Trail Blazers' No. 7 and 14 Overall Picks Come With a Different Kind of Intrigue
The Blazers' lottery luck was the opposite of last year. The circumstances could not be more different.
📍 CHICAGO — Everything about this year’s draft lottery was different from a year ago. Everything.
The stakes were opposite—there’s no Victor Wembanyama in this class, or even Paolo Banchero. If you ask 10 general managers who the No. 1 overall pick will be next month, you might get 10 different answers.
The tension in the sequestered lottery room, with executives from all 14 teams (including Trail Blazers assistant GM Sergi Oliva) and a handful of media members (of which I was one, for the second year in a row), was several orders of magnitude lower than it was last May. When San Antonio was called as the first lottery combination, cementing that they were getting Wembanyama, it was a league-shifting moment and everyone in the room knew it. This year, the winning combination (6-10-13-14, for those wondering) being called for Atlanta was met with a collective shrug.
The Blazers, too, had an opposite night from last year. In 2023, they had the fifth-highest odds and moved up to No. 3 overall, ultimately selecting Scoot Henderson. This year, with Henderson onstage, the Blazers’ own pick fell back three spots, from fourth to seventh. They also got the No. 14 overall pick from Golden State, as expected.
The other, and most important, difference between the Blazers’ result last year and this year is what’s at stake.
When Portland got the No. 3 pick last year, conversation immediately turned to what they could get for that pick on the trade market, and whether that would be enough to keep Damian Lillard happy. Until roughly a week before the draft, the assumption around the NBA, based on general manager Joe Cronin’s repeated public comments about wanting to push all his chips in around Lillard, was that the pick was for sale.
When that didn’t happen and the Blazers instead drafted Henderson, Lillard requested a trade and, as a result, Portland plunged into a rebuild that they hope won’t go on forever but will take at least one more year before they’re aiming to be back in the postseason mix.
Because Lillard is gone, and the team has no expectations to be competing next year for anything beyond another trip to the lottery, the intrigue around their picks, particularly the higher one, is less about what they can get in a trade and more about whether they can find someone worth adding to the young group headlined by Henderson and Shaedon Sharpe.
In a draft class considered by most analysts to be one of the weaker ones in recent memory, the potential to land a true high-end franchise-changer is lower. But the potential for a team’s board to break their way if the teams ahead of them have completely different rankings is higher.
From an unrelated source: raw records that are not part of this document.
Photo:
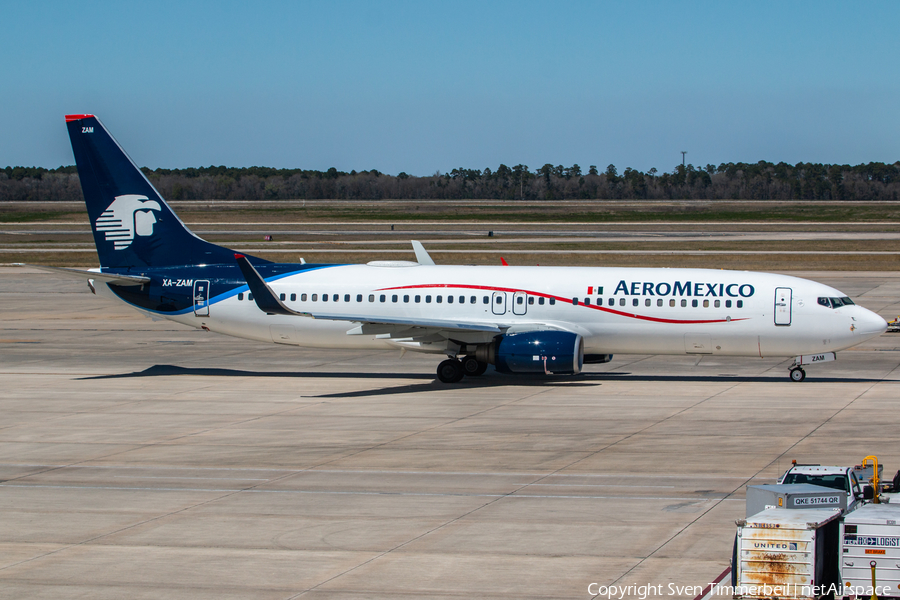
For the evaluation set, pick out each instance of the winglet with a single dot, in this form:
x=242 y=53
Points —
x=265 y=298
x=422 y=256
“It’s opportunistic,” Cronin told me after the lottery results were announced. “There’s a lot of possibilities within this draft. Because there isn’t consensus, there’s going to be a lot of ability to move around in the draft. Potentially a guy that we would have ranked higher than most might be there at 7 or 14. For me, this could be a fun draft in that there isn’t something set in stone. It could be very vulnerable as far as guys jumping around.”
The Blazers’ full brain trust is in Chicago—Cronin, Oliva, fellow assistant GMs Mike Schmitz and Andrae Patterson, front-office staffers Asjha Jones and Sheri Sam, head coach Chauncey Billups—to scout and meet with prospects at the predraft combine. When they get back to Portland, they’ll start bringing players in for in-person workouts.
Last year, the Blazers held the No. 3, No. 23 and No. 43 overall picks, meaning they had a broad range of players to look at. This year, they have four picks: two in the lottery and two at the top of the second round. With the draft board being all over the place, the variety of players they’ll bring in will be just as wide if not wider.
The question this year isn’t whether they’ll use all of their picks, it’s whether they can. Trading their highest pick for veteran help doesn’t make sense anymore; avoiding adding four rookies to an already crowded rotation may.
Like last year, Cronin is evaluating his options between now and late June and not wedded to any outcome.
“I’m always open-minded to any possibilities,” he said. “Deal-by-deal, we’ll evaluate what’s out there and do what’s best for the team. But I have no issues adding two more young guys to the mix. We’re not good enough yet, so we’ve got to keep building this talent base.”
Too many players and picks. Let's see how creatively Trader Joe can navigate this.